Has open-source lost its halo?

15.02.2007
Is open-source still a grassroots social movement made up of idealistic underdogs trying to revolutionize an amoral industry? Or has it become a cloak used by IT vendors large and small to disguise ruthless and self-serving behavior?

Some observers argue it's the latter. Despite occasional protests from oldtimers -- the heated against the Microsoft-Novell d'tente, for example -- open-source has become so co-opted by mainstream IT, so transformed by "accidental open-sourcers" simply looking for a better business model, that it's lost its cherished moral edge.

"Open-source has become a free pass for all sorts of competitive actions that would once have been -- at a minimum -- roundly criticized," wrote Gordon Haff, an analyst at Nashua, N.H.-based Illuminata Inc. in an online piece last month.
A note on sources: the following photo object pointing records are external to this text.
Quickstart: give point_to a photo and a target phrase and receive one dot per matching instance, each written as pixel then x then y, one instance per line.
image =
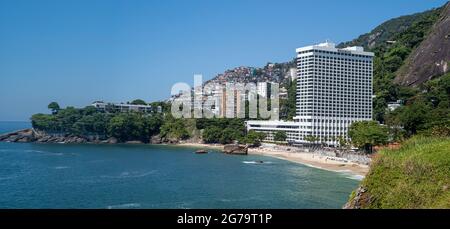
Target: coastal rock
pixel 133 142
pixel 235 149
pixel 112 140
pixel 155 139
pixel 360 199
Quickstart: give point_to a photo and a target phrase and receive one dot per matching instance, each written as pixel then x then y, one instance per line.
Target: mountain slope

Haff cites IBM's release of its VisualAge software development tools to the open-source Eclipse Foundation in 2001, a move he argues has dealt near-fatal blows to commercial Java Integrated Development Environments (IDEs) such as Borland's Jbuilder and Symantec's Caf'.
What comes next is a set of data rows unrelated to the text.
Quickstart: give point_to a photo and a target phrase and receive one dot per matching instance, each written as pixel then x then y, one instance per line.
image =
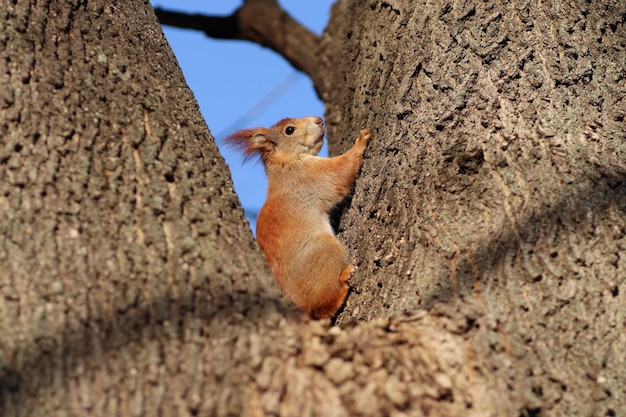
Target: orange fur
pixel 293 227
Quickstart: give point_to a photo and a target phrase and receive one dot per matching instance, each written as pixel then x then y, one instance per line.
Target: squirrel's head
pixel 287 138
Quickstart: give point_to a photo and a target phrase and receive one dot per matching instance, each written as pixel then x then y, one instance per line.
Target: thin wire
pixel 264 103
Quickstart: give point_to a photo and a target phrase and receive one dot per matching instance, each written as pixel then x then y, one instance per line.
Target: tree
pixel 488 222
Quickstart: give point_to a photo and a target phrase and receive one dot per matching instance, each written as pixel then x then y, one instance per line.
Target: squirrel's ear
pixel 259 139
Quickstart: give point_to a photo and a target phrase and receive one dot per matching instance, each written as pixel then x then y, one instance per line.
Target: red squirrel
pixel 293 226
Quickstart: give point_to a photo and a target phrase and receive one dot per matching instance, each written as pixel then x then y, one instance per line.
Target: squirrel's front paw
pixel 365 135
IBM also released its lightweight Cloudscape database in 2004 to the open-source Apache Foundation, where it is now known as Derby. Like Eclipse, Derby helps draw companies to Java, where IBM makes a tidy sum -- even more than Sun Microsystems Inc. -- hawking middleware and related tools, Haff said.

But open-sourcing Cloudscape also hurt sales at companies such as Sybase Inc., which made mobile databases the centerpiece of its "unwired enterprise" strategy, as well as open-source vendors like SleepyCat Software (now owned by Oracle Corp.) and MySQL AB, Haff said.